When it comes to the game’s monetization model, Ire is an F2P game but not one that tries to steal money out of your pocket while you’re busy killing monsters. The developers have stated in our forums that they’ve thought long and hard about which monetization path to choose from but realized that if an unknown company like Tenbirds went premium, the game’s fate would probably be a bleak one. They also considered going the “cosmetic IAPs" route because that was the closest idea to a “donation box" they could think of, but even if an armor is cosmetic, someone would have to design it, illustrate it, etc. So yes, the game is F2P but is definitely one of the most generous F2P implementations that I’ve seen on the App Store. The game offers many daily and quest-related rewards (or Challenges, as the game calls them) that give players all types of currencies, including gems. The game doesn’t hold anything back from the players, and I never felt that the game’s difficulty was being ratcheted up just to make me spent money. Yes, you’ll have to play some quests repeatedly, but while some would call that grinding, I call it playing a game I enjoy. World of Tanks Blitz is similar in that respect; I have to play with the same crappy tank over and over and over again to get enough XP and money, but I don’t mind because I actually enjoy playing the game. Same goes for Ire. Those who dismiss F2P games without even a second look might do well to remember that Hearthstone, WOT Blitz, and many other amazing games are also F2P. Don’t hate the monetization model, hate the bad monetizers.

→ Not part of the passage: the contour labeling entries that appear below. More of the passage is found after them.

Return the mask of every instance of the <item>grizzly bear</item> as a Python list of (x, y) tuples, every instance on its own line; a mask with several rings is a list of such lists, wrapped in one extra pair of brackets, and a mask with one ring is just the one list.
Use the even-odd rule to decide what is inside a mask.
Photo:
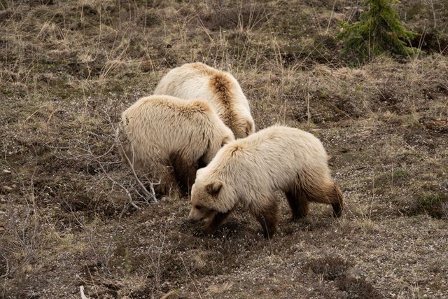
[(255, 132), (249, 104), (237, 79), (203, 63), (189, 63), (172, 69), (160, 80), (154, 95), (208, 102), (236, 138)]
[(298, 129), (274, 125), (223, 147), (196, 174), (188, 220), (207, 220), (212, 235), (241, 202), (255, 216), (265, 237), (279, 223), (275, 191), (284, 191), (293, 219), (308, 214), (309, 202), (330, 204), (334, 215), (343, 209), (342, 194), (330, 174), (321, 141)]
[(144, 97), (122, 113), (118, 147), (137, 174), (153, 180), (158, 193), (182, 194), (196, 170), (208, 164), (227, 142), (234, 139), (213, 108), (202, 100), (167, 95)]

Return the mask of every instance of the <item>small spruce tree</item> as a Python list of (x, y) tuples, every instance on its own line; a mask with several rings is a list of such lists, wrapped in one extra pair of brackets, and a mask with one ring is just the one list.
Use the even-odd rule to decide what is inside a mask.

Ire is a relatively-rough gem with a great art-style, demanding but gratifying combat, and plenty of content to have you playing for many, many hours.Most of the games I review don’t stay on my iPad for long (space considerations), but Ire will stick around because it’s a great game to play in short or long bursts – upgrade a little, fight a little, die a little. While there are issues with the menus, guides, and the occasional technical hiccups, this game is definitely a refreshing addition to the App Store and a game made for those who would call themselves “hardcore gamers." It would really be a shame, then, if the game’s intended audience refuses to take a chance on Ire simply because of a preference for “premium" games.